Puluhan Mantan Jenderal Israel Meradang, Sebut Netanyahu CS Pembawa Malapetaka
Sekitar 30 jenderal senior Israel mendesak Perdana Menteri Benjamin Netanyahu untuk segera menekan kontrak kesepakatan gencatan senjata dengan Hamas.
Penulis: Namira Yunia Lestanti
Editor: Hendra Gunawan
Laporan Wartawan Tribunnews.com Namira Yunia
TRIBUNNEWS.COM, TEL AVIV - Sekitar 30 jenderal senior Israel mendesak Perdana Menteri Benjamin Netanyahu untuk segera menekan kontrak kesepakatan gencatan senjata dengan Hamas.
Adapun daftar para jenderal yang mendesak disahkannya gencatan senjata Gaza, diantaranya ada kepala staf militer, Letnan Jenderal Herzi Halevi, komandan angkatan darat, angkatan udara dan angkatan laut, dan kepala intelijen militer.
Mengutip dari New York Times, desakan gencatan senjata sengaja digagas para jenderal senior Israel agar negara zionis ini bisa lebih fokus dalam mempersiapkan diri untuk menghadapi kemungkinan perang dengan Hizbullah di Lebanon.
Baca juga: Eks Komandan IDF: Israel Mustahil Kalahkan Hamas, Perang di Gaza Permalukan Tel Aviv
Mengingat saat ini kondisi militer Israel di Medan perang tengah menghadapi kondisi krisis akibat kekurangan suku cadang untuk kendaraan militer, termasuk tank dan buldoser.
Tak hanya itu para militer Israel di Medan perang juga menghadapi krisis sumber daya manusia (SDM) setelah beberapa pasukan memilih untuk mengundurkan diri akibat lelah menghadapi perang yang tak berkesudahan.
"Militer mendukung penuh kesepakatan penyanderaan dan gencatan senjata," kata penasihat keamanan Eyal Hulata.
Meski para pejabat Israel mengatakan gencatan senjata akan menjadi cara yang paling efektif untuk menjamin pembebasan sandera Israel, namun Netanyahu dengan tegas menolak gagasan untuk memulai gencatan senjata di Gaza sementara Hamas tetap berkuasa.
Alasan ini yang kemudian membuat para jenderal Israel murka, hingga mereka kompak melayangkan kecaman, melabeli pimpinan tertinggi di Israel itu sebagai pembawa malapetaka bagi jutaan warga Israel.
“Ini sudah menjadi seperti pengemudi mabuk yang berulang kali menerobos lampu merah, melakukan pembunuhan, dan SIM-nya harus dicabut sepenuhnya,” kata Jenderal Brik mengutip Middle East Monitor.
Baca juga: Terima FKMBP Bahas Palestina, HNW Harap Pemerintah Undang Fatah dan Hamas untuk Merdekakan Palestina
"Netanyahu, Gallant, dan Halevi membuat keputusan yang dapat memicu kerusuhan di seluruh Timur Tengah dan menghancurkan Israel.
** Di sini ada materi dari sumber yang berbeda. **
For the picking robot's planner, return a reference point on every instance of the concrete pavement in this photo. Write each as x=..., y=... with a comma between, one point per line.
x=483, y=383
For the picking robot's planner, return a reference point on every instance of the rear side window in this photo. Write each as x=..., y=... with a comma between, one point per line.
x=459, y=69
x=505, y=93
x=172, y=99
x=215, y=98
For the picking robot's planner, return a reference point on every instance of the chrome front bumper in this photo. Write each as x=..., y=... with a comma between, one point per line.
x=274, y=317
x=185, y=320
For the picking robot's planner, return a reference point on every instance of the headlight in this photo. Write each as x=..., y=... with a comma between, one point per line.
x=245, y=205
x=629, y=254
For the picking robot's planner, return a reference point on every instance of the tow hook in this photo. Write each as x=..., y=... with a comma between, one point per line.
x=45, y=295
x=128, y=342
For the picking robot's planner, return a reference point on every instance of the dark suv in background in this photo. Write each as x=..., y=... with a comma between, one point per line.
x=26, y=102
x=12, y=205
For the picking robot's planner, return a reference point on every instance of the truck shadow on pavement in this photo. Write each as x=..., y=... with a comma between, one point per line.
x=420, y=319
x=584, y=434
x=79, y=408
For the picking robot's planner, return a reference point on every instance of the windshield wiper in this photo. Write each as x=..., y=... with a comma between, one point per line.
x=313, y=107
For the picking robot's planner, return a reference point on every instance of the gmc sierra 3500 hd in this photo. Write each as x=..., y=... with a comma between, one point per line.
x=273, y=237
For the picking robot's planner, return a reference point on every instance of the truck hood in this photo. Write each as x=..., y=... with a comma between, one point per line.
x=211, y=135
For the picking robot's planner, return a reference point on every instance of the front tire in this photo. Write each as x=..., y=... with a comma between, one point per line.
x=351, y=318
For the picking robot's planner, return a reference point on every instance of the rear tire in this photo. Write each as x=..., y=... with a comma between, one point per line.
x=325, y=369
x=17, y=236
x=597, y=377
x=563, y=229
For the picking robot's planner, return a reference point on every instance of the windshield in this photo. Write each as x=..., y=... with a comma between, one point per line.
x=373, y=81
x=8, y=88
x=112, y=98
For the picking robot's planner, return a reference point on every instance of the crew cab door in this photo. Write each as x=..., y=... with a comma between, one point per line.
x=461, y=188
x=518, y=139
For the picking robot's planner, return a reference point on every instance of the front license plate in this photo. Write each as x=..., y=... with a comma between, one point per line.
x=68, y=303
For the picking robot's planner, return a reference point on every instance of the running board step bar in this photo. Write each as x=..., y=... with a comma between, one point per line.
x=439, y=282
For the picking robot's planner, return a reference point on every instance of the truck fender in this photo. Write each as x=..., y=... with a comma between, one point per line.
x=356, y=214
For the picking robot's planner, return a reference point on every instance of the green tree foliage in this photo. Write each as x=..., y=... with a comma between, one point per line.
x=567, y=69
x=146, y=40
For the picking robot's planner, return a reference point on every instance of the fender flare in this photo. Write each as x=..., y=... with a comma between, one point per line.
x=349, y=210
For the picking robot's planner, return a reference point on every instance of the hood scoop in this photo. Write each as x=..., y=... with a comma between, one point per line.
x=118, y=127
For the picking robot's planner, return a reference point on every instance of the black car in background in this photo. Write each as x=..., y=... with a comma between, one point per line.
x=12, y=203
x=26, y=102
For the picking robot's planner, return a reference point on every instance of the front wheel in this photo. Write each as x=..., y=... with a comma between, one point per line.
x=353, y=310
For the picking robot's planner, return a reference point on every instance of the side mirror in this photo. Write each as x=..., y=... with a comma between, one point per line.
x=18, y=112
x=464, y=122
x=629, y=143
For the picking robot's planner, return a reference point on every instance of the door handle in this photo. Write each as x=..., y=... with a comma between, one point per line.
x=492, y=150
Orang-orang ini seharusnya tidak diizinkan membuat keputusan yang menentukan jika kita ingin bertahan hidup, karena mereka tidak akan membawa kita ke tempat yang aman," katanya.
Israel Terancam Pecah
Belakangan ini, kabinet Netanyahu sedang menghadapi gonjang-ganjing pasca pertengahan Juni kemarin, Menteri kabinet perang Israel Benny Gantz menjadi sorotan usai mundur dari kabinet.
Tak sampai disitu beberapa petinggi di Pasukan Pendudukan Israel (IOF) kompak mengajukan pengunduran diri massal. Disusul Juru Bicara Internasional untuk militer pendudukan Israel, Letnan Richard Hecht yang ikut mengundurkan diri. Serta sejumlah tokoh penting yang tergabung dalam pasukan militer Laksamana Muda Daniel Hagari.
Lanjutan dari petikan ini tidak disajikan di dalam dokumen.